Note California in the graphic above!

California and Texas: the tale of two states. Texas positioned themselves well; California dithered away a legacy. 

Front page story on tomorrow's WSJ, link here


From the linked article: 
In West Texas, natural-gas-fired power generation is under construction as part of the $500 billion Stargate project from OpenAI and Oracle. Gas turbines are in use at Colossus 1 and 2, the massive data centers Elon Musk’s xAI is building in Memphis, Tennessee. More than a dozen Equinix data centers across the country are using fuel cells for power.

With the push for AI dominance at warp speed, the “Bring Your Own Power” boom is a quick fix for the gridlock of trying to get on the grid. It’s driving an energy Wild West that is reshaping American power.

Most tech titans would be happy to trade their DIY sourcing for the ability to plug into the electric grid. But supply-chain snarls and permitting challenges are complicating everything, and the U.S. isn’t building transmission infrastructure or power plants fast enough to meet the sudden surge in demand for electricity.

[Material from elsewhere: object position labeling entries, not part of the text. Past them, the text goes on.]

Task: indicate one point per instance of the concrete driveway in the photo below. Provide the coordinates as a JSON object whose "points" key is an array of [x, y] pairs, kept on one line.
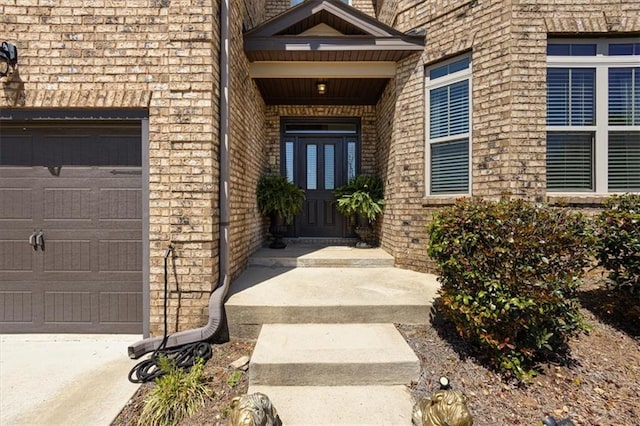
{"points": [[70, 379]]}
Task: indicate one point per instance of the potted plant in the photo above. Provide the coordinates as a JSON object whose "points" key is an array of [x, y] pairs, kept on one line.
{"points": [[361, 200], [281, 201]]}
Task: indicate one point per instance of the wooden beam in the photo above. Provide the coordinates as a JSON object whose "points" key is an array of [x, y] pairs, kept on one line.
{"points": [[322, 69]]}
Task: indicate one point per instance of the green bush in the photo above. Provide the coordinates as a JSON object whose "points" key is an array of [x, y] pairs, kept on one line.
{"points": [[362, 195], [510, 272], [618, 244], [177, 394]]}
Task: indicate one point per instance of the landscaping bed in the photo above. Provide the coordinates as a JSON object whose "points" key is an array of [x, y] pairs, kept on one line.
{"points": [[598, 385]]}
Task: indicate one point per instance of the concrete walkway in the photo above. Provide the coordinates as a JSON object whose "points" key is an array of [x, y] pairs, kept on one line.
{"points": [[64, 379], [327, 352]]}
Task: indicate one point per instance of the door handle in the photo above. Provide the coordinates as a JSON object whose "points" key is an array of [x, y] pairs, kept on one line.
{"points": [[40, 240], [32, 240]]}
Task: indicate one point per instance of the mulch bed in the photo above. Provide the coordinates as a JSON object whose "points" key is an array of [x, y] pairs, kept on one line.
{"points": [[600, 385]]}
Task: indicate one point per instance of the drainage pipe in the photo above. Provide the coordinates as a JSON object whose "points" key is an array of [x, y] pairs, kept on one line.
{"points": [[216, 328]]}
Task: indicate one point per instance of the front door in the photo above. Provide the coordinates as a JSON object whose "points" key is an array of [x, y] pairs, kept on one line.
{"points": [[319, 163]]}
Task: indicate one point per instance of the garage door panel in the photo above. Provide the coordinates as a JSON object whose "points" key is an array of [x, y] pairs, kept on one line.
{"points": [[120, 204], [70, 307], [16, 204], [16, 255], [16, 306], [120, 256], [120, 307], [67, 204], [67, 256]]}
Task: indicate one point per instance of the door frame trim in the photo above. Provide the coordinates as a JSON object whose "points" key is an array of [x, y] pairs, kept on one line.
{"points": [[284, 120]]}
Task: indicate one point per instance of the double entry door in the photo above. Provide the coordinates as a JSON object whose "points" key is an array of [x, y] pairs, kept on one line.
{"points": [[319, 164]]}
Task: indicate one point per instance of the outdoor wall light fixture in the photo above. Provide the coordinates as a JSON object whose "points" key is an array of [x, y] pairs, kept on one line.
{"points": [[322, 87], [8, 57]]}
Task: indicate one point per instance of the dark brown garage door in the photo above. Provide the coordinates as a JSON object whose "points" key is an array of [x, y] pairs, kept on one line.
{"points": [[70, 227]]}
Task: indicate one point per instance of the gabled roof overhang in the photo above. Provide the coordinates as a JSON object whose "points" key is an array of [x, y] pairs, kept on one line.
{"points": [[350, 44]]}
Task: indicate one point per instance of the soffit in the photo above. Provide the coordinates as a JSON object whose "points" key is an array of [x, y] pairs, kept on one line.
{"points": [[357, 37], [326, 31]]}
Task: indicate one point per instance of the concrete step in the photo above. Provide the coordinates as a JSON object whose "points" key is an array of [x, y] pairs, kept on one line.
{"points": [[319, 295], [315, 256], [340, 405], [332, 355]]}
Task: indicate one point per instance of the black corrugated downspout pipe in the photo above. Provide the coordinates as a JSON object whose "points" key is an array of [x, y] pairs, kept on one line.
{"points": [[223, 269], [216, 328]]}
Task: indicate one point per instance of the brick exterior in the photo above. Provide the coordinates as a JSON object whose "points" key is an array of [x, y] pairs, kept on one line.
{"points": [[163, 55], [247, 152], [507, 41]]}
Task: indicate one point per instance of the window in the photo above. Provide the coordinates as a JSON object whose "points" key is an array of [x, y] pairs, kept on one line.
{"points": [[593, 116], [448, 89]]}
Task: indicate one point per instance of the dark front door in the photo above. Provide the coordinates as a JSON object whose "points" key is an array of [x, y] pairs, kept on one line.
{"points": [[319, 173], [319, 163]]}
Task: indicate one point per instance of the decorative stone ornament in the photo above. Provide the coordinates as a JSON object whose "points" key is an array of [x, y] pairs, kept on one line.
{"points": [[445, 408], [253, 409]]}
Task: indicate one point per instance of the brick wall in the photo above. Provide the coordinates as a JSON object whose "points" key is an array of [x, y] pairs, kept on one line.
{"points": [[159, 55], [247, 153], [508, 44]]}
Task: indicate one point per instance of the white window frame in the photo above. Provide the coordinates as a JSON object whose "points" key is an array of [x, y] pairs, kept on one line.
{"points": [[602, 62], [434, 84]]}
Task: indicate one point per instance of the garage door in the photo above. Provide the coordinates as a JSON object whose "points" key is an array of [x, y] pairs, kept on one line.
{"points": [[70, 227]]}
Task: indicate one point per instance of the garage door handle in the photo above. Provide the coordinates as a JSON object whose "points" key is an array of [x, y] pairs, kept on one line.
{"points": [[40, 240], [32, 240]]}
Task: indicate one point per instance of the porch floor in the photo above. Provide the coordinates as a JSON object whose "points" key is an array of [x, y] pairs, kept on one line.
{"points": [[327, 352]]}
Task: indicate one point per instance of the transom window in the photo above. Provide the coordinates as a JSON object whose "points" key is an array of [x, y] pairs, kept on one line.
{"points": [[296, 2], [593, 116], [448, 89]]}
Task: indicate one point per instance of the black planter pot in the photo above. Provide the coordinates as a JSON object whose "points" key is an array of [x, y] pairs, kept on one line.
{"points": [[365, 232], [278, 229]]}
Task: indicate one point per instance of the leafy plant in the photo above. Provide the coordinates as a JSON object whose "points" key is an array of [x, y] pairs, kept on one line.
{"points": [[510, 273], [177, 394], [234, 378], [362, 195], [618, 245], [276, 195]]}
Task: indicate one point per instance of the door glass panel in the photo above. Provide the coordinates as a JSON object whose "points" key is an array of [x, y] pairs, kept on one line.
{"points": [[351, 160], [320, 128], [288, 160], [329, 167], [312, 167]]}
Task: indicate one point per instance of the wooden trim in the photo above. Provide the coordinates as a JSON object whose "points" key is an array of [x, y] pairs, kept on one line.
{"points": [[322, 69]]}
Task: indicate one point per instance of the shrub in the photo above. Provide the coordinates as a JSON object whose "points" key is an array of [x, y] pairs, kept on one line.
{"points": [[618, 244], [510, 273], [362, 195], [177, 394]]}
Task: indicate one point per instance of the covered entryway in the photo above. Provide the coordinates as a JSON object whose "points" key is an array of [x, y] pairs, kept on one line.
{"points": [[71, 226], [319, 156], [324, 53]]}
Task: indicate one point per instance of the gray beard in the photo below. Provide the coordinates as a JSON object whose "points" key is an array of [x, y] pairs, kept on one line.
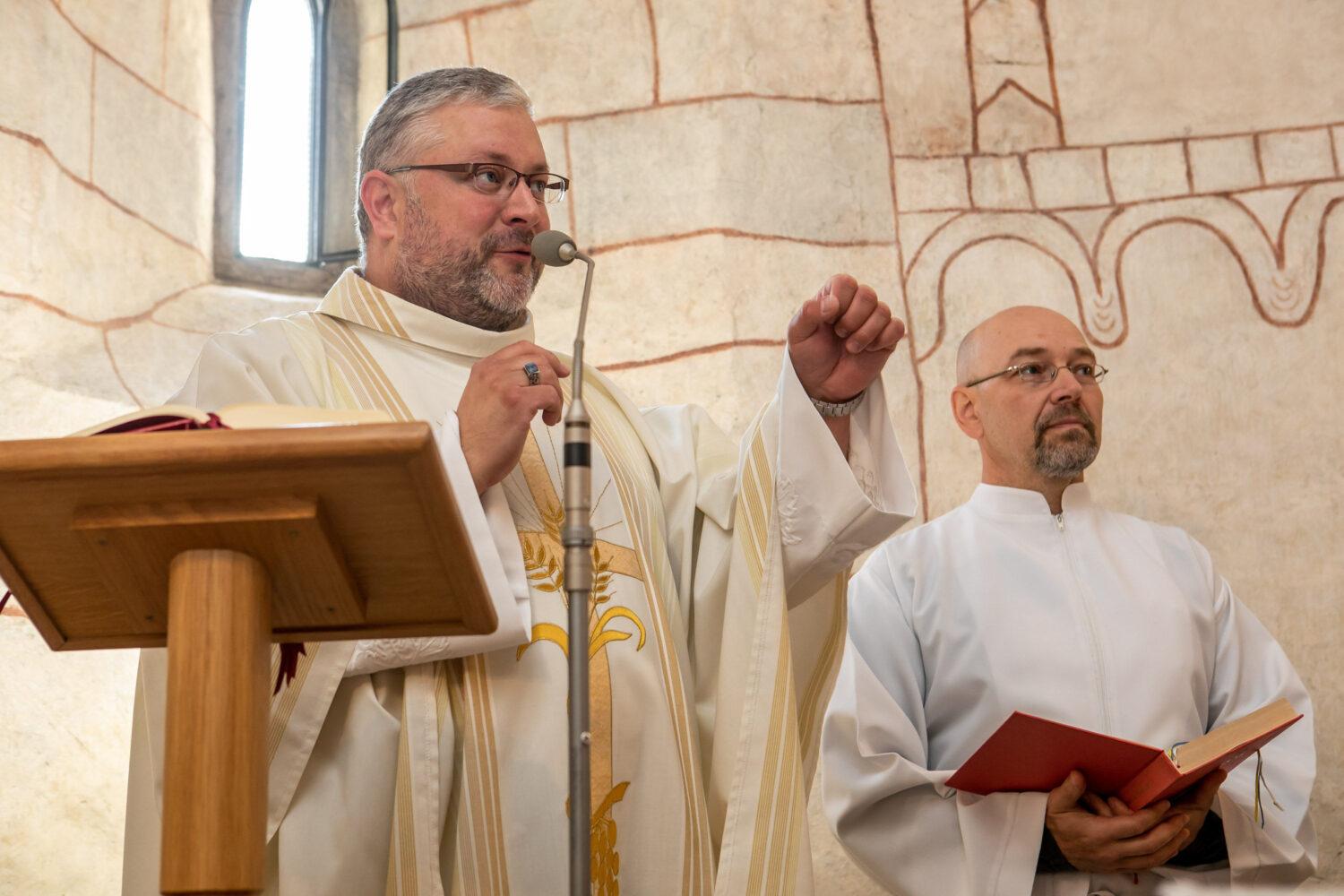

America should be adding about 80 gigawatts of new power generation capacity a year to keep pace with AI as well as cloud computing, crypto, industrial demand and electrification trends, according to consulting and technology firm ICF. It’s currently building less than 65 gigawatts. That gap alone is enough electricity to power two Manhattans during the hottest parts of summer.

Data centers have long taken power for granted, said KR Sridhar, founder and chief executive of Bloom Energy, which provides fuel cells to companies that need on-site power, often in a hurry. “You build the data center. Well, you just plug it in.” 

Four of the five Stargate LDCs are sited in natural gas basins (three in the Permian; one in the Utica); the location of the fifth is yet to be announced. North Dakota would be perfect. LOL. Don't laugh too hard -- it's not beyond the pale -- Doug Burgum is from North Dakota.